Welche Vorteile Dachfonds für Sie als PrivatanlegerIn
haben....
Die bisherige Zurückhaltung des deutschen Gesetzgebers gegenüber
solchen Fondskonstruktionen ist dabei auf Nachwirkungen der IOS-Pleite
zurückzuführen. Diese US-Gruppe hatte zu Beginn der 70er Jahre
mit einem selbstgestrickten Dachfonds ihre - in erheblichen Maße
auch deutschen - AnlegerInnen zum fast 1 Mrd. DM gebracht.
Der Gesetzgeber hat daher bei der jetzigen Zulassung besonders darauf
geachtet, daß sich ein solcher Skandal nicht wiederholen kann.
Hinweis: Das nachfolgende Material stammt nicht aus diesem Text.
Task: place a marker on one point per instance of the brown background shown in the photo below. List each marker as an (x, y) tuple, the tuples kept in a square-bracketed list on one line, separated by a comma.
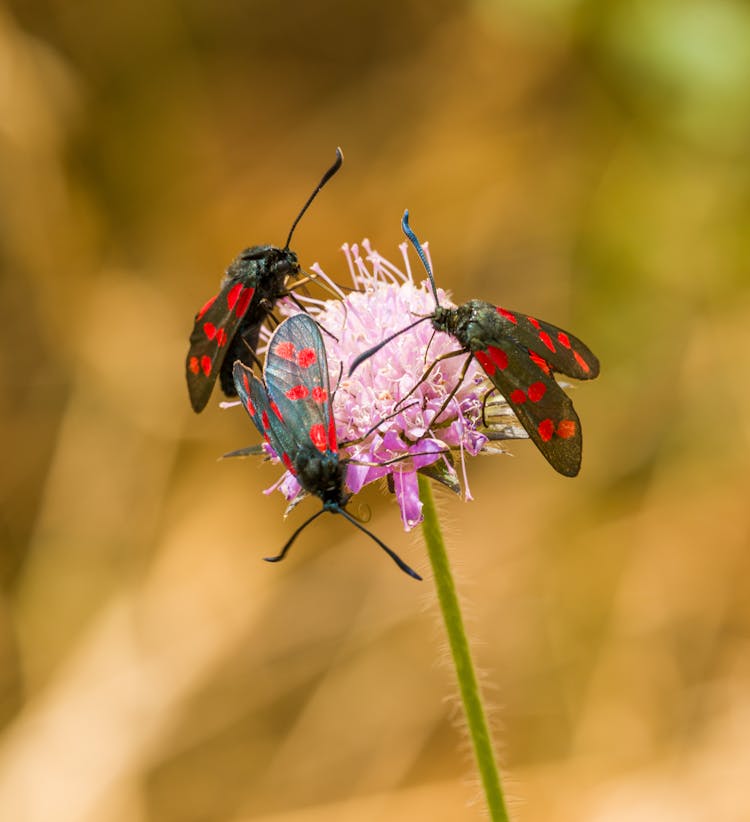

Gerade
für diejenigen von Ihnen, die noch über wenig Erfahrung an der
Börse verfügen, bergen Dachfonds daher jetzt ganz erhebliche
Vorteile.
Bereits mit einem einzigen Anteil an einem Dachfonds investieren Sie in
eine ganze Palette von Fonds, die vom jeweiligen Management je nach Einschätzung
der Lage an den Finanzmärkten auch innerhalb der 12monatigen Spekulationsfrist
steuerfrei umgeschichtet und der Marktentwicklung angepaßt werden
kann.
Durch die den Fondsmanager vorgeschriebenen Anlagegrundsätze und
-strategien ist eine größere Kontinuität bei den Ergebnissen
zu erzielen, als Ihnen dies durch den Kauf einzelner Outperformer unter
den Fonds, die schnell auch zu Underperformern werden können, möglich
wäre.
....und welche Schwächen Sie dabei nicht übersehen
sollten.
Dennoch bringen diese Fonds auch einige Nachteile mit sich, die Sie vor
allem bei der Konzentration auf nur einen solchen Fonds unbedingt beachten
sollten.
Da ein aus einem einzigen Dachfonds bestehendes Wertpapierdepot sich aus
einer Vielzahl von Fonds mit unterschiedlichen Anlageergebnissen zusammensetzt,
werden Sie mit der Performence eines solchen Fonds nie so gut abschneiden
wie der beste im Dachfonds enthaltene Unterfonds - aber auch nie so schlecht
wie der schlechteste.
Bei der von den meisten Investmentgesellschaften ausdrücklich festgelegten
oder favorisierten Beschränkung der Auswahl auf Fonds des eigenen
Hauses besteht die Gefahr, daß die erwirtschafteten Renditen hinter
den eigentlich gegebenen Möglichkeiten zurückbleiben, wenn die
Ergebnisse der Fonds der jeweiligen Gesellschaft nicht zu den besten gehören.